Last week was rough, y’all.
In addition to general pandemic malaise/anxiety, I was also dealing with a crisis last week, and the uncertainty from that is extending into this week, too.
I don’t deal with uncertainty well. I never have. I like to know exactly what is going on, and to have as much control as possible over a situation. But life isn’t like that. There will always be uncertainty, and things out of our control.
Dialectical Behavior Therapy has given me a lot of tools to help deal with uncertainty, though I still struggle with it sometimes, especially when it is regarding something that I really care about.
This past week, I’ve had to keep reminding myself that there is no point in freaking out over the unknown. Catastrophizing isn’t helpful. I’ll do what I can right now, and focus on the rest when it comes. I try my best to Divinely Surrender.
And I need to remember to breathe.
Breath is a magickal thing. It keeps us alive. It is a largely unconscious activity that we can make conscious when we concentrate on it. It’s a part of our mind-body connection, and it helps regulate our sympathetic and parasympathetic nervous system. It can help us achieve different states of mind – including calming us down when we are panicked, upset, or anxious.

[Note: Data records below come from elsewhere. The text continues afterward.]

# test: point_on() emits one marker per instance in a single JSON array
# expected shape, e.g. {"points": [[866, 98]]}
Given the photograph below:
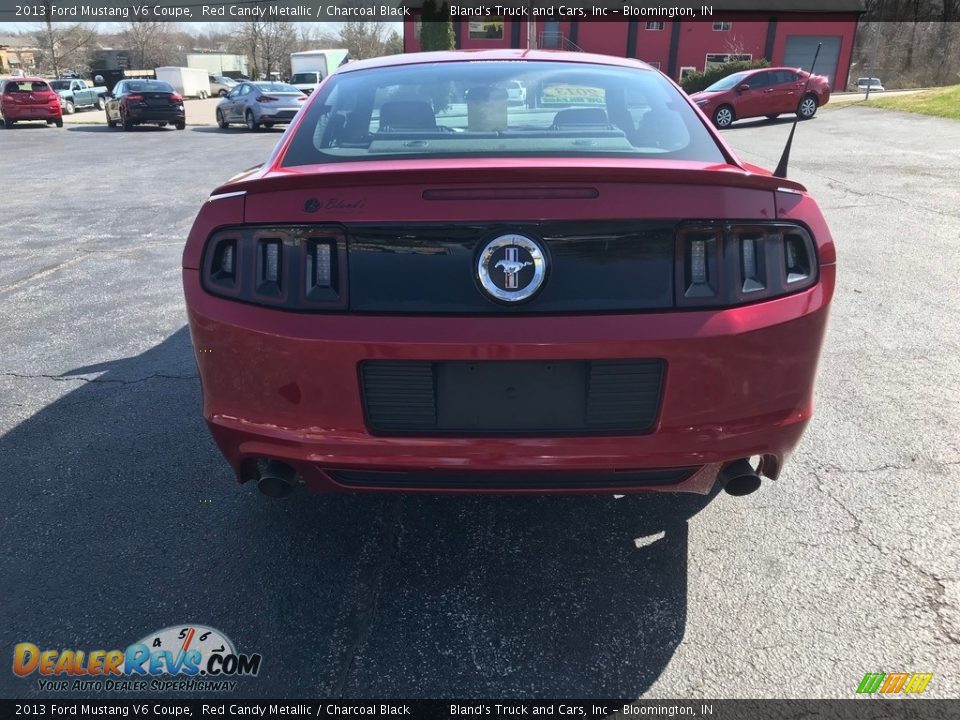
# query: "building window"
{"points": [[486, 29], [714, 59]]}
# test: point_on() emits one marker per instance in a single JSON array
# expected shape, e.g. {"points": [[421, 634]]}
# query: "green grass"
{"points": [[940, 102]]}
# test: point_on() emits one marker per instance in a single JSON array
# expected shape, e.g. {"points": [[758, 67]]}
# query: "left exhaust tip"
{"points": [[274, 478], [739, 478]]}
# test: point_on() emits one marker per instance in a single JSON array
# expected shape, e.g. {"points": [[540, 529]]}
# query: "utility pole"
{"points": [[531, 27], [876, 49]]}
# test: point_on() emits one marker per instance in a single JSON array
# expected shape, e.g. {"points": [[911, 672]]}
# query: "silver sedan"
{"points": [[257, 104]]}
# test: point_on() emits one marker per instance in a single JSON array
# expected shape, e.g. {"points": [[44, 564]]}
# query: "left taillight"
{"points": [[728, 264], [292, 268]]}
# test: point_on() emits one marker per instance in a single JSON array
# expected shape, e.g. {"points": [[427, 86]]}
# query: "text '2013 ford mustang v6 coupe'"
{"points": [[429, 288]]}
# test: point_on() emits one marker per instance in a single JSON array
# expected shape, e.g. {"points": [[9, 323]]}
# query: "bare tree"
{"points": [[64, 46], [369, 39], [267, 44], [152, 43]]}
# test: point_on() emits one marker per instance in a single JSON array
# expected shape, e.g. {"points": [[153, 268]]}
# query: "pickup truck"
{"points": [[76, 94]]}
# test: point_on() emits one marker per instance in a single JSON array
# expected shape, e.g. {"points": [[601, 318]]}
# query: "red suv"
{"points": [[767, 92], [29, 99]]}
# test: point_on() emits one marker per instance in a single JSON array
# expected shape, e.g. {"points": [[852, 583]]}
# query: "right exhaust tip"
{"points": [[739, 478]]}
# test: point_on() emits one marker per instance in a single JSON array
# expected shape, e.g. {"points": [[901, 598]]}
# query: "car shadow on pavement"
{"points": [[761, 122], [122, 518], [92, 128], [237, 128]]}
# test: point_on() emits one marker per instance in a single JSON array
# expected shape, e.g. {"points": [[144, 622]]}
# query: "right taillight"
{"points": [[292, 268], [726, 264]]}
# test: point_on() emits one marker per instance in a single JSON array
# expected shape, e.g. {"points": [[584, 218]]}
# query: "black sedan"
{"points": [[135, 102]]}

For relaxation, the key is to breathe deeply into your diaphragm (which activates your vagus nerve) and make your exhale longer than your inhale. I like to breathe in deeply through my nose to the bottom part of my lungs, and then exhale slowly through loosely pursed lips, as if I were blowing bubbles through a straw. This automatically makes my exhales longer than my inhales, and I don’t have to worry about counting the seconds of each in breath and out breath.
While I hope this blog post finds you well, please know that if not, it’s okay to not be okay. The pandemic has been a sustained stressor for everyone on the planet. Just because it has been going on for a year and a half does not mean that we should “be used to it” by now. Life is still far from normal. It’s not helpful to anyone when we pretend that everything is fine.
Wherever you are at right now, I wish you blessings of safety and good health.